Cicuta desechó aquello con un gesto de la mano. —Estoy hablando del Arte Verdadero —le dijo—. Ahora seré honesto contigo. Te aconsejo que le escribas a tus padres, yo también lo haré, informándoles de tu decisión de ir a la escuela de Roke, si eso es lo que decides; o al Gran Puerto, si el Mago Inquieto te acepta, lo cual creo que hará, con mis recomendaciones. Pero no te recomiendo que visites tu hogar. El lío emocional de la familia, los amigos, etcétera, etcétera, es precisamente de lo que necesitas liberarte. Ahora, y de aquí en adelante.

—¿Acaso los magos no tienen familia?

A Cicuta le alegraba ver un poco de fuego en el muchacho.

—Son familia unos de otros —le contestó.

—¿Y no tienen amigos?

—Ellos pueden ser amigos. ¿Te he dicho acaso alguna vez que era una vida fácil? —Cicuta calló un instante y miró directamente a Diamante—. Hay una muchacha —le dijo.

Diamante lo miró un instante, luego bajó la vista, y no dijo nada.

—Tu padre me lo dijo. La hija de una bruja, una compañera de juegos de la infancia. El creía que tú le habías enseñado algunos hechizos.

—Ella me enseñó a mí.

Cicuta asintió con la cabeza. —Eso es bastante comprensible, entre niños.

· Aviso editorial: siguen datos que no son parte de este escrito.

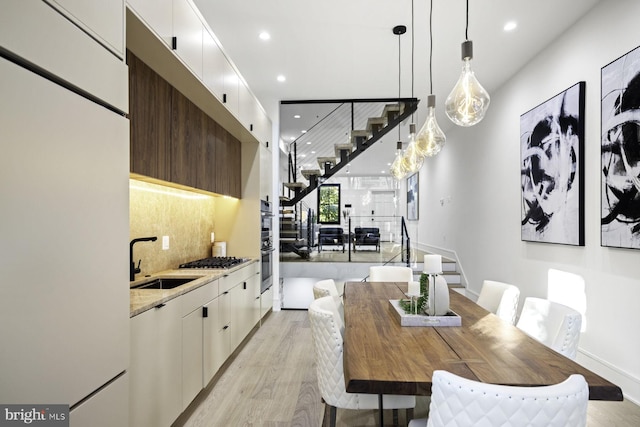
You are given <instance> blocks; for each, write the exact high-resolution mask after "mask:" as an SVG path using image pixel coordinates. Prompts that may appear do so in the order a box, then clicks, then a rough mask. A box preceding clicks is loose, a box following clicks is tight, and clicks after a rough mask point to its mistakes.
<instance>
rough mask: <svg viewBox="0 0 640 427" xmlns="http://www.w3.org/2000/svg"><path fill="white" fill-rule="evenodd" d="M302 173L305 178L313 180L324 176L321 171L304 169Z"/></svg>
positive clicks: (306, 178) (318, 169)
mask: <svg viewBox="0 0 640 427" xmlns="http://www.w3.org/2000/svg"><path fill="white" fill-rule="evenodd" d="M300 173H301V174H302V176H303V177H305V178H306V179H309V178H311V177H312V176H314V175H315V176H320V175H322V172H320V169H302V170H301V171H300Z"/></svg>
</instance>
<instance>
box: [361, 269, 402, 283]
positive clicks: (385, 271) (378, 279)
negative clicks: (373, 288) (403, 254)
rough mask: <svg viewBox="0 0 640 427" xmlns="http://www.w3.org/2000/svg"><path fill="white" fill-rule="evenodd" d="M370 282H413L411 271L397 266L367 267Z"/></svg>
mask: <svg viewBox="0 0 640 427" xmlns="http://www.w3.org/2000/svg"><path fill="white" fill-rule="evenodd" d="M369 281H370V282H405V283H409V282H411V281H413V270H411V268H409V267H404V266H397V265H373V266H371V267H369Z"/></svg>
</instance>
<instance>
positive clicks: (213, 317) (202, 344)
mask: <svg viewBox="0 0 640 427" xmlns="http://www.w3.org/2000/svg"><path fill="white" fill-rule="evenodd" d="M220 300H221V298H220V297H216V298H214V299H212V300H211V301H209V302H208V303H207V304H205V306H204V308H205V309H206V315H205V317H204V318H203V319H202V320H203V331H202V345H203V349H202V350H203V385H204V386H205V387H206V386H207V384H209V381H211V379H212V378H213V376H214V375H215V374H216V372H218V369H220V367H221V366H222V364H223V363H224V361H225V360H227V357H228V356H229V348H230V346H231V341H230V340H229V334H228V333H225V334H223V333H222V332H223V331H222V330H221V329H222V326H221V325H220V321H219V319H220V308H219V303H220Z"/></svg>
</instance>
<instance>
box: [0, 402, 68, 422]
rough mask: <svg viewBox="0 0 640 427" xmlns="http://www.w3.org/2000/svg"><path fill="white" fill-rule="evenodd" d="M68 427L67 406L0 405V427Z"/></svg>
mask: <svg viewBox="0 0 640 427" xmlns="http://www.w3.org/2000/svg"><path fill="white" fill-rule="evenodd" d="M5 426H6V427H14V426H38V427H69V405H0V427H5Z"/></svg>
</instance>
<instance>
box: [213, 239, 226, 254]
mask: <svg viewBox="0 0 640 427" xmlns="http://www.w3.org/2000/svg"><path fill="white" fill-rule="evenodd" d="M211 256H227V242H215V243H214V244H213V246H212V247H211Z"/></svg>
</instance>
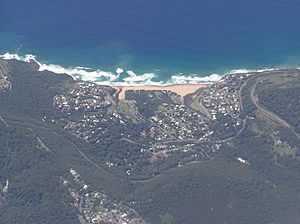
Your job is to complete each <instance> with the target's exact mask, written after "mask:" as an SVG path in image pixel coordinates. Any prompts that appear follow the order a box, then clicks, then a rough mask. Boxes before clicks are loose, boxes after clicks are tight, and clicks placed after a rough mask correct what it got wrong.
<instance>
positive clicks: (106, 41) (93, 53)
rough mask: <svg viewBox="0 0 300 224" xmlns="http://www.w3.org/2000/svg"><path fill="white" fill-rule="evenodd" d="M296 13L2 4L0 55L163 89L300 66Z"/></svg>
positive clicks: (232, 8) (261, 1) (169, 3)
mask: <svg viewBox="0 0 300 224" xmlns="http://www.w3.org/2000/svg"><path fill="white" fill-rule="evenodd" d="M299 11H300V1H299V0H277V1H275V0H272V1H271V0H251V1H249V0H248V1H245V0H226V1H224V0H160V1H159V0H127V1H125V0H64V1H62V0H23V1H20V0H0V54H2V53H5V52H10V53H18V54H21V55H22V54H23V55H24V54H26V53H32V54H34V55H37V58H38V60H39V61H41V62H43V63H48V64H50V63H51V64H59V65H62V66H64V67H76V66H84V67H89V68H93V69H101V70H103V71H110V72H112V73H114V72H115V70H116V69H117V68H119V67H120V68H123V69H124V70H126V71H128V70H132V71H134V72H135V73H136V74H138V75H141V74H144V73H155V74H156V77H154V78H153V79H152V81H163V82H168V81H170V79H171V77H172V76H173V75H174V74H179V73H180V74H181V75H183V74H185V75H189V74H194V75H193V76H197V77H199V76H207V75H210V74H214V73H218V74H224V73H226V72H229V71H230V70H233V69H240V68H247V69H257V68H265V67H277V66H285V67H290V66H299V65H300V16H299ZM124 77H126V75H123V76H120V77H119V78H118V79H117V80H118V81H124V80H122V79H123V78H124ZM147 77H148V76H147ZM142 81H145V80H142Z"/></svg>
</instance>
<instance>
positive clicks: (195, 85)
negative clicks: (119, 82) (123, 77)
mask: <svg viewBox="0 0 300 224" xmlns="http://www.w3.org/2000/svg"><path fill="white" fill-rule="evenodd" d="M210 85H211V84H210V83H201V84H170V85H141V86H136V85H132V86H130V85H129V86H126V85H124V86H122V85H119V86H111V87H112V88H115V89H116V90H117V92H116V97H117V98H118V100H124V99H125V93H126V91H129V90H133V91H143V90H144V91H156V90H157V91H170V92H173V93H176V94H177V95H179V96H181V97H182V98H184V97H185V96H187V95H189V94H193V93H195V92H197V91H198V90H199V89H201V88H206V87H208V86H210Z"/></svg>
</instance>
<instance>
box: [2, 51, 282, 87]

Y ahora bastante imposible, ¿lo entiendes?

—No —dijo Diamante.

—Siéntate —le dijo Cicuta. Después de unos segundos, Diamante cogió la rígida silla de respaldo alto que estaba frente a él.

—Aquí puedo protegerte, y así lo he hecho. En Roke, por supuesto, estarás completamente seguro. Las propias paredes, allí… Pero si vas a casa, debes estar dispuesto a protegerte a ti mismo. Es algo difícil para un muchacho joven, muy difícil, la prueba de fuego para una voluntad que aún no se ha armado de valor, para una mente que aún no ha divisado su verdadero objetivo. Te recomiendo muy encarecidamente que no corras ese riesgo. Escríbele a tus padres, y ve al Gran Puerto, o a Roke. La paga de la mitad de este año, la cual te devolveré, cubrirá tus primeros gastos.